Self-Care: Empowering Consumers

While there is no single solution to address these complexities, patient self-care certainly ranks high on the list. And what is self-care? A presentation from the 2006 Ryan White Conference describes patient self-management as: "The ability of patients, in a complementary partnership with their health care providers, to manage the symptoms, treatment, lifestyle behavior changes, and the many physical and psycho-social challenges that are a part of living with chronic diseases."

Helping people with HIV self-manage their care is inherent in many interventions, like community health workers and patient navigators, where clients are provided with support in understanding and accessing services.

There are also various resources produced under HRSA's Ryan White HIV/AIDS Program (RWHAP) that have a more specific goal to build patient self-care skills. They focus on helping clients better understand HIV treatment, communicate with their providers, understand their health insurance coverage. Notably, many of these resources also are designed to address the dual goal of building the skills of the staff who deliver services to people with HIV. That's a practical approach as efforts to enhance patient self-care skills will only go so far if staff don't share the same skill set.

Health Care Literacy

Clinic/patient interactions are often challenged by time constraints and variable levels of understanding of medical concerns. HRSA has funded various tools to build health literacy. One example is Well Versed: Connecting Black MSM to HIV Care (no longer available), which presents videos and other information for Black MSM, and their providers, on dealing with interactions at various stages: before, during, and after the visit. 

Other HRSA tools focus on building clinician and other staff competency so that they better communicate with their patients. They include:

Health Insurance Coverage Literacy

Understanding what's going on during the medical appointment is one thing. Grasping the details of health insurance coverage is quite another. Health Coverage Resources for Consumers covers the basics, like picking a plan, staying covered throughout the year, and dealing with taxes. Also included is information on Medicare, which is increasingly important as a growing proportion of people with HIV are aging and transitioning to Medicare for their health care payment needs. 

Tools to Support Self-Care

Resources to support patient self-care encompass more than building of communications skills. Various tools have been created to help individuals manage their own care.

  • HIV Disparity Interventions is a collection of tools like call and text appointment reminders, medication planners, and support groups, developed to help reduce disparities in health outcomes across patient populations.
  • SPNS Social Media Initiative Demonstration Site Resources include mobile apps and text messaging to support youth with HIV in staying engaged in care.
  • Various HRSA initiatives that are identifying evidence-informed interventions to engage people in HIV care include self-care components.
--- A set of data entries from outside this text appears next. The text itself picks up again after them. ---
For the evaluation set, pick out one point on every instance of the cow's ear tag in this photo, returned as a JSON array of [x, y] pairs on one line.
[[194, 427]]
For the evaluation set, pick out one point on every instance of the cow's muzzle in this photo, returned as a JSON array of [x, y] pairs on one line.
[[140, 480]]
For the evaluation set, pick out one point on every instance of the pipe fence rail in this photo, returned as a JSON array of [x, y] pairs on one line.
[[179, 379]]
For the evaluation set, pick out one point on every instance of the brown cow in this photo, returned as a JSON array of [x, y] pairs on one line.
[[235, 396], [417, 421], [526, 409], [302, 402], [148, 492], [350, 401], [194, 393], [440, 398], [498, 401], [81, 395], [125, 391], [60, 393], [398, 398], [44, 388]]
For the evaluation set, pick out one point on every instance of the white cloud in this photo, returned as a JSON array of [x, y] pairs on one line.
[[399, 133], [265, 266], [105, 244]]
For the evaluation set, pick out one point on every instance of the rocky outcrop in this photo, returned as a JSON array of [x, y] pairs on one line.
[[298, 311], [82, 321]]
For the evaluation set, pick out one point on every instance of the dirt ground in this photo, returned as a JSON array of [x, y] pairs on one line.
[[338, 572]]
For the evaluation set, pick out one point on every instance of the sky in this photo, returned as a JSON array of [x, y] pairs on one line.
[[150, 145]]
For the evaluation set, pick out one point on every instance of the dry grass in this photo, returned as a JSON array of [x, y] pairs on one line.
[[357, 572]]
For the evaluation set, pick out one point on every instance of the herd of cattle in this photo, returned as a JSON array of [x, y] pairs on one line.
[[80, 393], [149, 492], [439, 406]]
Among the CIE Interventions is Tailored Motivational Interviewing, which includes support to improve use of the health care system. Another, a youth-focused effort called Project ACCEPT, helps young people with HIV cope with barriers to care utilization, like stigma, disclosure, healthy relationships, and substance use. Navigator Case Management includes various types of support, including self-care, to help people being released from correctional settings 
  • Self-Care is the focus of a section within the HIV/HCV Co-Infection AETC National Curriculum. Slides are comprised of a brief definition of self-care, its potential value, and cross-references to other sections of the curriculum that address self-care (preventing reinfection, addressing mental health and substance use concerns, and improving patient health literacy).

Front-line RWHAP agencies have also developed self-care resources, like a New York City program that focuses on building patient self-management skills on the part of providers as well as patients. The process for development of the protocol is summarized in Creating and Implementing a Protocol for RWHAP Providers to Assess and Build HIV Patients' Self-Management Skills, a session from the 2020 Ryan White Conference on HIV Care & Treatment. Another example is Helping Patients Take Care of Themselves in 20 Minutes or Less, a session by a Ohio RWHAP agency from 10 years earlier, the 2010 Ryan White Conference, features the Chronic Care Model's "self-management support" and the 5 A's of self-management support.